- Church: Catholic Church
- Archdiocese: Archdiocese of Los Altos Quetzaltenango-Totonicapán
- In office: 13 February 1996 – 19 April 2007
- Predecessor: Óscar García Urizar
- Successor: Óscar Julio Vian Morales
- Previous posts: Bishop of Quetzaltenango, Los Altos(1987-1996) Bishop of Huehuetenango (1975-1987)Titular Bishop of Naissus (1970-1975) Auxiliary Bishop of Huehuetenango (1970-1975)

Orders
- Ordination: 8 December 1956 by Celestino Miguel Fernández Pérez
- Consecration: 10 January 1971 by Girolamo Prigione

Personal details
- Born: 29 March 1930 San Felipe, Retalhuleu, Guatemala
- Died: 26 August 2020 (aged 90) Guatemala City, Guatemala

= Victor Hugo Martínez Contreras =

Guatemalan Catholic priest (1930–2020)

Víctor Hugo Martínez Contreras (29 March 1930 – 26 August 2020) was a Guatemalan Roman Catholic archbishop.

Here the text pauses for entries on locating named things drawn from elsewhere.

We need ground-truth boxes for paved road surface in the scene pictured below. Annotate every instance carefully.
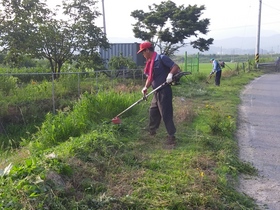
[237,73,280,210]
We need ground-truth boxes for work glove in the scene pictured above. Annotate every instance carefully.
[141,86,148,96]
[166,73,173,83]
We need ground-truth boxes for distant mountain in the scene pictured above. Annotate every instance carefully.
[184,34,280,54]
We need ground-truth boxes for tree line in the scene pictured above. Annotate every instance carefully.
[0,0,213,73]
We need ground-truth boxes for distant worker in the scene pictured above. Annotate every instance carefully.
[210,58,222,86]
[137,42,180,145]
[275,57,280,71]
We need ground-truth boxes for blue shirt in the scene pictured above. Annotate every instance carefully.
[152,54,175,89]
[211,60,222,73]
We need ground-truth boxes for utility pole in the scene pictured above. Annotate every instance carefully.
[102,0,107,35]
[255,0,262,68]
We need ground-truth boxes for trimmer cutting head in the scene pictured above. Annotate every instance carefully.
[112,117,121,124]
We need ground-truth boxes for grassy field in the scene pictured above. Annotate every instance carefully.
[0,65,263,210]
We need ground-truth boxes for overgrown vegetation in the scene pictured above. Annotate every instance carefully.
[0,63,262,210]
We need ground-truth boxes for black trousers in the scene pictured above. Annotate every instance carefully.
[149,85,176,136]
[215,70,222,86]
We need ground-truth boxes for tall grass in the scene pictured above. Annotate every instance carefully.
[0,65,261,210]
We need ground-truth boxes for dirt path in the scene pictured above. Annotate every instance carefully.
[237,73,280,210]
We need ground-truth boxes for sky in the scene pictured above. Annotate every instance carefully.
[92,0,280,41]
[47,0,280,50]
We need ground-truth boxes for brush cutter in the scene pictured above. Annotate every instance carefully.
[112,72,191,124]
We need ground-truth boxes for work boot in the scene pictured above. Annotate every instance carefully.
[143,127,157,136]
[166,136,176,146]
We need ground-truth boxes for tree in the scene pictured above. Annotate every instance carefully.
[131,0,214,55]
[0,0,109,73]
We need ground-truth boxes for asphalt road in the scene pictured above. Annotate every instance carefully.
[237,73,280,210]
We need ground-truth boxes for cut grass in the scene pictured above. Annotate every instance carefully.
[0,67,261,210]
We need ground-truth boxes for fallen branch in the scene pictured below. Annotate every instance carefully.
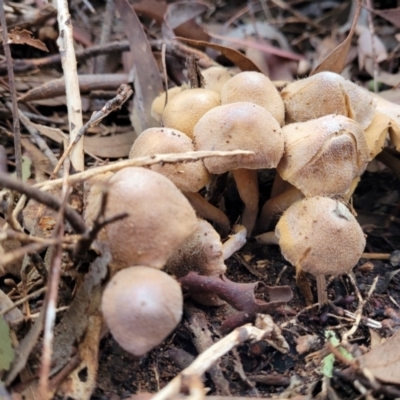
[34,150,254,190]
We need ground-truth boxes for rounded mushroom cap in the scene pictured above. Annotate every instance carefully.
[129,128,210,192]
[221,71,285,126]
[162,89,221,137]
[277,115,369,196]
[201,67,233,94]
[193,102,283,174]
[101,266,183,357]
[165,219,226,278]
[88,167,197,269]
[275,197,365,275]
[151,86,185,122]
[281,72,376,129]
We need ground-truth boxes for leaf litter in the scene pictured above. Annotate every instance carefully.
[0,0,400,399]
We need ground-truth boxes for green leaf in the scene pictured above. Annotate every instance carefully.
[0,317,14,371]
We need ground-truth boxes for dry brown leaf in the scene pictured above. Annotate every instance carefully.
[8,28,49,51]
[310,0,361,75]
[115,0,163,135]
[175,37,261,72]
[358,330,400,385]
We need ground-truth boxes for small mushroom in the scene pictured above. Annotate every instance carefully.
[101,266,183,357]
[165,219,246,306]
[193,102,284,235]
[86,167,197,269]
[281,71,376,129]
[151,86,187,122]
[275,196,365,305]
[129,128,230,237]
[162,89,221,138]
[201,67,233,94]
[221,71,285,126]
[277,115,370,196]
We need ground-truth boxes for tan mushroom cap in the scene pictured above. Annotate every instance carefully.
[221,71,285,126]
[129,128,210,192]
[281,72,376,129]
[165,219,226,278]
[101,266,183,357]
[275,197,365,276]
[201,67,233,94]
[162,89,221,137]
[88,167,197,269]
[277,115,370,196]
[151,86,186,122]
[193,102,283,174]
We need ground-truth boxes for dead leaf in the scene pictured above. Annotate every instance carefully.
[358,330,400,385]
[115,0,163,135]
[179,272,293,331]
[310,0,361,75]
[175,36,261,72]
[8,28,49,51]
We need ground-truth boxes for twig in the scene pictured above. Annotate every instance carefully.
[0,0,22,179]
[94,0,115,74]
[0,172,86,233]
[151,324,276,400]
[57,0,85,171]
[52,84,133,175]
[39,161,70,400]
[0,287,46,316]
[35,150,254,190]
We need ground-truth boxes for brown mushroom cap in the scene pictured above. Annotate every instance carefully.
[221,71,285,126]
[277,115,369,196]
[129,128,210,192]
[162,89,221,137]
[275,197,365,276]
[101,266,183,357]
[281,71,376,129]
[165,219,226,278]
[201,67,233,94]
[193,102,283,174]
[88,167,197,268]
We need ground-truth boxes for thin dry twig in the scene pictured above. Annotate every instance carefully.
[0,0,22,179]
[57,0,85,171]
[34,150,254,190]
[39,161,70,400]
[151,324,276,400]
[0,172,87,233]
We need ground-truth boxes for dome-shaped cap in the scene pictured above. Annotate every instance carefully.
[162,89,221,137]
[88,167,197,268]
[275,196,365,275]
[101,266,183,357]
[129,128,210,192]
[221,71,285,126]
[193,102,283,174]
[281,72,376,129]
[277,115,370,196]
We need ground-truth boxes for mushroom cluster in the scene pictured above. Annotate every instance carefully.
[147,70,399,303]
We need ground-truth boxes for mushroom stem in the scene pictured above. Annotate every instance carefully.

Martínez Contreras was born in Guatemala and was ordained to the priesthood in 1956. He served as auxiliary bishop of the Roman Catholic Diocese of Huehuetenango, Guatemala, from 1970 to 1975 and as bishop of the diocese from 1975 to 1987. He served as bishop from 1987 to 1996, and then the archbishop of the Roman Catholic Archdiocese of Los Altos, Quetzaltenango-Totonicapán, Guatemala from 1996 to 2007.